We certainly understand the primary allure of media arbitrage to agencies; the potential for higher margins than what traditional remuneration models would allow for. Let’s face it agency holding companies are publicly traded entities with a fiduciary obligation to drive shareowner profitability.
Simply, “principal-based” buying is a practice that is in clear violation of the principal- agent relationship, which has long been the driving concept behind client/ agency relations.
Forget the opacity, which is a hallmark of this buying tactic and the potential risks to advertisers seeking to optimize media value and boost working media ratios. The main issue with agency ownership of media is the potential impact on the objectivity of the advice, which it offers its clients.
Media time and space is a perishable product. It is also speculative in nature when it comes to projecting future value from a relevancy and audience delivery perspective. So what happens in the event an agency, indulging in arbitrage, has a significant ownership position in distressed, dated inventory? Could such a position create internal pressure on the agency’s media staff to move that inventory? In turn, might such pressure result in agency media team’s pushing that inventory off on clients, whether it represents the best fit at the best price?
Assuming that an advertiser knowingly engages their agency partner’s trading desk and believes that this relationship will yield a price advantage over traditional buying practices there are a few questions to consider; “How will you know? What methodology will you apply to vet the quality of the inventory and the price paid? Who will conduct that analysis for you?” In short, is this a proposition whose economic benefit to the advertiser can ever be accurately evaluated?
Sadly, while the agency community may shrug off the notion of ever having committed to a principal-agent relationship with its clients too often we find that agencies, which have embraced media arbitrage, have not disclosed this fact to their clientele… in spite of the position often taken in the trade publications.
In our agency contract compliance practice we find that in most instances there is not a separate letter of agreement between the agency’s trading desk operation and the advertiser, that the language dealing with “related parties” within the contract is inadequate to cover such a scenario and that there are no limitations in place regarding the percentage of an advertiser’s media buy that can be run through the trading desk.
Hopefully, those agencies that intend to engage in and or extend their use of principal-based buying will also commit to fully disclosing this practice and its application to each of their clients, well in advance of implementing this buying approach on those clients’ behalf.
From an advertisers perspective, it is imperative to assess the type of relationship that you desire with your media agency.
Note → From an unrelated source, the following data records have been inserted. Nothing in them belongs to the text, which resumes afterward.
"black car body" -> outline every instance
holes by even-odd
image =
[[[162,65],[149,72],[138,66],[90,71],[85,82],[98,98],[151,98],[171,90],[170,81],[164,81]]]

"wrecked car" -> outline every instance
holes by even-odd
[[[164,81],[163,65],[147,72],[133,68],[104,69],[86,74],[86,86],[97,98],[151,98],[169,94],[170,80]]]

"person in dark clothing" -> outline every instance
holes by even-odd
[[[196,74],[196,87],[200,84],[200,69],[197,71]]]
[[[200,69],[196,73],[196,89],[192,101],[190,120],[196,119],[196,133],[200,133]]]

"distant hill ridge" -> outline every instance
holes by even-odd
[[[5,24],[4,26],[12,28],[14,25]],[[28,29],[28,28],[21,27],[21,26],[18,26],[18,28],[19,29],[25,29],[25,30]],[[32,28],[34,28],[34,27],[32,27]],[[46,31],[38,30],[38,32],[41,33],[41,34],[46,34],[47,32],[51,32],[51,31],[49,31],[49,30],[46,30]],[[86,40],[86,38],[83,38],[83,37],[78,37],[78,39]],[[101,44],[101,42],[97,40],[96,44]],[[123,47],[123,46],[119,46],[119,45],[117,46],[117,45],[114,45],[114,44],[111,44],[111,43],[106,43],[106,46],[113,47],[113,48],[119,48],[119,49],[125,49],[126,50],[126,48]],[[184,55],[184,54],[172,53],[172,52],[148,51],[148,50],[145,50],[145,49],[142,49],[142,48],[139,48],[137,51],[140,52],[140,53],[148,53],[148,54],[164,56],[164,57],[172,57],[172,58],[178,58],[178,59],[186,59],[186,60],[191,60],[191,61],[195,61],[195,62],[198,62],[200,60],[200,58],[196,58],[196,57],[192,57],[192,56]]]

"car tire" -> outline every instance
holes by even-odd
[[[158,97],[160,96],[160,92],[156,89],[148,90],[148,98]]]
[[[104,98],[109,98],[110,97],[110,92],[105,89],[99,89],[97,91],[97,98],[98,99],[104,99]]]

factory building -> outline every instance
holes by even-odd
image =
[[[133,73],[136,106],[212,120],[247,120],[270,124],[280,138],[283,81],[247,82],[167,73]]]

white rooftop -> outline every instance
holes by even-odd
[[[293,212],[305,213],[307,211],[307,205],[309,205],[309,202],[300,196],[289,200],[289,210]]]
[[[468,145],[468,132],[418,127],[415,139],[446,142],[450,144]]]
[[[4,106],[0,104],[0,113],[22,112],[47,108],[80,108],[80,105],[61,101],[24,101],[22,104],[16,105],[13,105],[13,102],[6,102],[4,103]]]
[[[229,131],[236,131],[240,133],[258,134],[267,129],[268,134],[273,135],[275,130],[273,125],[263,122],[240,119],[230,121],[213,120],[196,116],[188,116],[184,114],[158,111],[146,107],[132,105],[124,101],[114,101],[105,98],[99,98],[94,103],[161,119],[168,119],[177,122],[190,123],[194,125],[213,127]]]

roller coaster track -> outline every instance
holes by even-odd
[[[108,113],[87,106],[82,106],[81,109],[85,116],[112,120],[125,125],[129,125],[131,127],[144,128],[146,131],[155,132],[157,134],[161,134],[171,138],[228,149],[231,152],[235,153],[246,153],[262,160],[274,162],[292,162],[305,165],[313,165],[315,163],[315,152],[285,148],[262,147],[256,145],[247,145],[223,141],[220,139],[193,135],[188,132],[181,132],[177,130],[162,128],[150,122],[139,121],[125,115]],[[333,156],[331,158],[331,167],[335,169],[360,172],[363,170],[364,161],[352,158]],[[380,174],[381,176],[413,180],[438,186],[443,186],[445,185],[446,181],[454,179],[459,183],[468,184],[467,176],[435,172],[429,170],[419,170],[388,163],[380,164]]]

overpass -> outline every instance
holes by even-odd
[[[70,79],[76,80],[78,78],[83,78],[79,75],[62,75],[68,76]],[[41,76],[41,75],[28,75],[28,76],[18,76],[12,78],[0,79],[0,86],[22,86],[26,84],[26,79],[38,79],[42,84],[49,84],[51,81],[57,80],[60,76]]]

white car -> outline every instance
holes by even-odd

If a principal-agent relationship predicated on full-disclosure and the fiduciary obligations, which underlie such relationships, are important to your organization, the client/ agency agreement will need to reflect that position. On the other hand, if there is interest in exploring principal-based buying consider contracting directly with the agency trading desk and establishing caps on the percentage of the budget, which can be invested through that operation.